Methode Singapour-Mathématiques, 2018Methode Singapour-Mathématiques, 2018
Écrit par Clémentine de Beaupuy
Publié le 1 janvier 1970, mis à jour le 22 février 2018

La remise du rapport Villani au Ministre de l’Education nationale Mr. Blanquer préconisant 21 mesures pour l’enseignement des mathématiques en France, a mis à l’honneur, par ricochet et par voix de presse, la méthode de Singapour pour l’apprentissage des maths. 


Face au constat alarmant du niveau en mathématiques des jeunes Français, il était temps pour Jean-Michel Blanquer de remettre les méthodes françaises en question et de s’inspirer de ce qui marche si bien ailleurs. Et les résultats de la cité-Etat en la matière sont éloquents : les études internationales comme le TIMMS- Trends in International Mathematics and Sciences Studies ou PISA, confirment l’excellent niveau des élèves de Singapour toujours en tête de classement. Comment font ces jeunes Singapouriens pour être si forts en maths ? La méthode de Singapour est-elle la recette miracle tant attendue ? 

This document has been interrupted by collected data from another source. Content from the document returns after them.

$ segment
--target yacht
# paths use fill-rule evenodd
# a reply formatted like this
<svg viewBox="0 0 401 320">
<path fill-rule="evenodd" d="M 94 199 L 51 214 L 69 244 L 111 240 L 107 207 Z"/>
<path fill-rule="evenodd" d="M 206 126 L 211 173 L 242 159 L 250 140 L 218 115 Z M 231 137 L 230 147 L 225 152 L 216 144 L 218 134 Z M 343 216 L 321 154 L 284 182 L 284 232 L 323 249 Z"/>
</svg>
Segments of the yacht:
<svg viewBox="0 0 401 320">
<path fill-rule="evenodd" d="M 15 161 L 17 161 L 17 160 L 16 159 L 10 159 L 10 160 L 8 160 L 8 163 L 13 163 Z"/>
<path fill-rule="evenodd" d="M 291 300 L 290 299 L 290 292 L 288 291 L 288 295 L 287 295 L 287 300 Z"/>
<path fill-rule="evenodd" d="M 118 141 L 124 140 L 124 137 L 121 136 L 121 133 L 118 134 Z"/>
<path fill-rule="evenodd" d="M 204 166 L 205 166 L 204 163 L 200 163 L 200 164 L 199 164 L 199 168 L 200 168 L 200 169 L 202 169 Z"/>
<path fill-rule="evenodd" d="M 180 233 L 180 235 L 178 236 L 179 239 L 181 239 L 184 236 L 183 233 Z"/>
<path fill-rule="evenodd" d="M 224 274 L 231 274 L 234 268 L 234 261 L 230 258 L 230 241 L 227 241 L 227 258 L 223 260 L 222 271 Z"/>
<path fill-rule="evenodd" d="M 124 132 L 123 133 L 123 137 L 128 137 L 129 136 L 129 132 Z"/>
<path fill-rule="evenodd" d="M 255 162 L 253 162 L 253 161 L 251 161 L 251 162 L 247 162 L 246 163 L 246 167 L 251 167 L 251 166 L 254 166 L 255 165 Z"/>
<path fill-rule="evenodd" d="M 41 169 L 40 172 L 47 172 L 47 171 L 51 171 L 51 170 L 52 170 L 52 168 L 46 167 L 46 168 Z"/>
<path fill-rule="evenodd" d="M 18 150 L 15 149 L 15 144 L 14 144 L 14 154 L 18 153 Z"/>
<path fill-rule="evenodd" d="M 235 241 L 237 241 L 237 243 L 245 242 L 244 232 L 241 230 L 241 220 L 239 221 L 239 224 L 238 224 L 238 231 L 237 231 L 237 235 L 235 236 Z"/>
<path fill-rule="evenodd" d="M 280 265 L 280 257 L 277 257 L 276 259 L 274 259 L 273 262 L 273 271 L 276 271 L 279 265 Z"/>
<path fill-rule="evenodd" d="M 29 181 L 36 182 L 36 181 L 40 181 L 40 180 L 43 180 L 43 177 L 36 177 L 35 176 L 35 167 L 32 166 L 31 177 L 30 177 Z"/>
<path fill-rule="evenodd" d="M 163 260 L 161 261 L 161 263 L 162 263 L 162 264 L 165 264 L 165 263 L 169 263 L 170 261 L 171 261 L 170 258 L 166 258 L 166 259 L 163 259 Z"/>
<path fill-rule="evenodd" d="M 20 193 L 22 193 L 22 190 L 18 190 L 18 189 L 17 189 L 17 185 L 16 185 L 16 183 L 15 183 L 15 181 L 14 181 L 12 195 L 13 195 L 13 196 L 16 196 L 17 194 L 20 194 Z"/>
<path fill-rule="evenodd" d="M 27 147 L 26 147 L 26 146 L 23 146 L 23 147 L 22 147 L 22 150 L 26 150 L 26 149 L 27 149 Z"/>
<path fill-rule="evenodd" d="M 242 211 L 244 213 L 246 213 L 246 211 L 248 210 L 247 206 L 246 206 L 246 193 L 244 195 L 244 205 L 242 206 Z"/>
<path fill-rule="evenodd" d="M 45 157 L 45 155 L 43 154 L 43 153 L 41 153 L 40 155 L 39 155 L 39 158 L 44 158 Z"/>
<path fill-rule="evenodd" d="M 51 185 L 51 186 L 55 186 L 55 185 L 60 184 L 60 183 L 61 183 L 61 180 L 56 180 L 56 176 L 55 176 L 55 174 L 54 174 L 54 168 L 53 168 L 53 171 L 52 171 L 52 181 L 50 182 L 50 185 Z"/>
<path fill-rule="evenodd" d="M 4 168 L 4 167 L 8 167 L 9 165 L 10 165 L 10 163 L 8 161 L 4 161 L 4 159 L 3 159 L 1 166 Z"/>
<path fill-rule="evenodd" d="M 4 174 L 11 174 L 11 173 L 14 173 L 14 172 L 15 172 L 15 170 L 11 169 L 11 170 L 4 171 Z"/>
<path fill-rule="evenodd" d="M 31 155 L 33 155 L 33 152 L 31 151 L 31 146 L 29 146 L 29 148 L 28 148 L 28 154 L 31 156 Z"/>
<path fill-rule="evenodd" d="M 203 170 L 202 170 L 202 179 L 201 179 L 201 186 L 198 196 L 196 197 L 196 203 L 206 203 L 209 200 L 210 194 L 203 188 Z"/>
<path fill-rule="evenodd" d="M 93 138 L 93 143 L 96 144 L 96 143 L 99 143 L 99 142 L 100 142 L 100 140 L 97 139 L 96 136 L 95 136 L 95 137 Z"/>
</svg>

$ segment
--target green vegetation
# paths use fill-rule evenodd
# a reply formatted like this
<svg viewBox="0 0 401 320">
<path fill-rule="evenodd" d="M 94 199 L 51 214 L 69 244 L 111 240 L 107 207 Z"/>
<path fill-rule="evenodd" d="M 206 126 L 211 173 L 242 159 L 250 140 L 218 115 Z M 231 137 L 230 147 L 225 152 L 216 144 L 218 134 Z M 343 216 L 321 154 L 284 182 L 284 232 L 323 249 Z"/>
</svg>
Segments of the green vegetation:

La « méthode » de Singapour … 

Tout d’abord la méthode de Singapour, mise en place dans les années 80, n’est pas vraiment une « méthode » à proprement parler mais une synthèse de plusieurs recherches pédagogiques qui ont fait leurs preuves dans d’autres systèmes éducatifs. 

Le jeune Etat singapourien, comme dans beaucoup d’autres domaines, a donc fait la synthèse des pédagogies qui marchent afin de remplir ses objectifs de performance. 

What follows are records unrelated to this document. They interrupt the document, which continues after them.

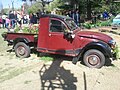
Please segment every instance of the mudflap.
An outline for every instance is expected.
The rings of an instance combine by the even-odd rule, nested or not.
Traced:
[[[73,63],[73,64],[76,64],[76,63],[78,62],[78,60],[79,60],[79,57],[73,57],[72,63]]]

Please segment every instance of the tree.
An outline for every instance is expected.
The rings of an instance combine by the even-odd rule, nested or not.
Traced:
[[[64,3],[62,0],[54,0],[53,2],[49,3],[45,6],[45,9],[47,11],[53,11],[54,9],[57,9],[58,7],[62,6]]]
[[[9,8],[4,8],[2,10],[2,14],[8,14],[9,13]]]
[[[27,1],[27,0],[22,0]],[[108,12],[120,12],[120,3],[114,2],[115,0],[52,0],[51,3],[47,3],[47,0],[28,0],[28,1],[36,1],[41,2],[42,6],[47,11],[52,11],[56,8],[61,8],[63,10],[71,10],[71,9],[79,9],[80,13],[86,14],[88,19],[91,18],[91,12],[104,12],[107,10]],[[117,1],[117,0],[116,0]]]
[[[27,0],[22,0],[22,1],[26,2]],[[36,0],[29,0],[29,1],[32,2],[32,1],[36,1]]]
[[[43,10],[43,5],[41,2],[35,2],[28,8],[29,13],[37,13],[39,10]]]

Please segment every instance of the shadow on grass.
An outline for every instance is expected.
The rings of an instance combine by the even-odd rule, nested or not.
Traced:
[[[9,50],[7,50],[7,52],[9,52],[9,53],[11,53],[11,52],[13,52],[14,50],[13,49],[9,49]]]

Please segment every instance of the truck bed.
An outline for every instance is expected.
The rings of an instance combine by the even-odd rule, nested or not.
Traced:
[[[37,42],[38,34],[6,32],[2,34],[2,36],[5,41],[12,44],[16,39],[26,39],[28,42]]]

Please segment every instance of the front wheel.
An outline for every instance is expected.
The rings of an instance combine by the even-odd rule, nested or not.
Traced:
[[[105,64],[105,56],[99,50],[90,49],[85,52],[83,62],[90,68],[101,68]]]
[[[23,42],[19,42],[15,45],[15,54],[20,58],[26,58],[30,56],[30,47]]]

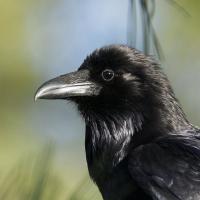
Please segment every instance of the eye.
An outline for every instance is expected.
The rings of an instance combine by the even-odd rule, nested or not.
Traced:
[[[104,81],[111,81],[114,78],[115,73],[111,69],[105,69],[104,71],[102,71],[101,76]]]

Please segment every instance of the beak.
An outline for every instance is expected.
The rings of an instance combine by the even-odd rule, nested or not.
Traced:
[[[79,70],[45,82],[35,94],[37,99],[66,99],[74,96],[97,96],[101,86],[89,80],[89,70]]]

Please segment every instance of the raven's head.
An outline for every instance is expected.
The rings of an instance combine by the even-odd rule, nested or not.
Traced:
[[[72,100],[83,115],[137,113],[141,120],[167,126],[185,123],[158,63],[122,45],[95,50],[77,71],[44,83],[35,98]]]

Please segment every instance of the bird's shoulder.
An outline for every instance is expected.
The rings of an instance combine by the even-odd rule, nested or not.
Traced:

Il s’est inspiré notamment des travaux de l’Américain Jérôme S. Bruner, dont les théories sur la perception, le développement de l'enfant et l'apprentissage ont contribué à lancer l'étude moderne de la résolution créative des problèmes, connue sous le nom de révolution cognitive. Ses recherches ont contribué à mettre en avant la connaissance à travers des actions et une approche dite en « spirale ». 

Autre inspiration : les travaux de l’Australien John Sweller sur la charge cognitive, ont mis en évidence plusieurs points pour faciliter l’apprentissage : 

  • la charge cognitive imposée par de nombreuses stratégies de résolution des problèmes, tout en n’empêchant pas d’atteindre la solution du problème, gêne l'apprentissage. 
  • Beaucoup de techniques didactiques exigent des apprenants qu’ils traitent les sources d'information multiples ce qui impose une charge cognitive lourde qui gêne l’apprentissage.
  • Quelques configurations d'information redondante imposent également une charge cognitive lourde ayant un résultat négatif.
  • Le matériel didactique entraînant un effet de "dédoublement de l’attention" peut être amélioré en présentant une certaine partie de ce matériel sous forme auditive. 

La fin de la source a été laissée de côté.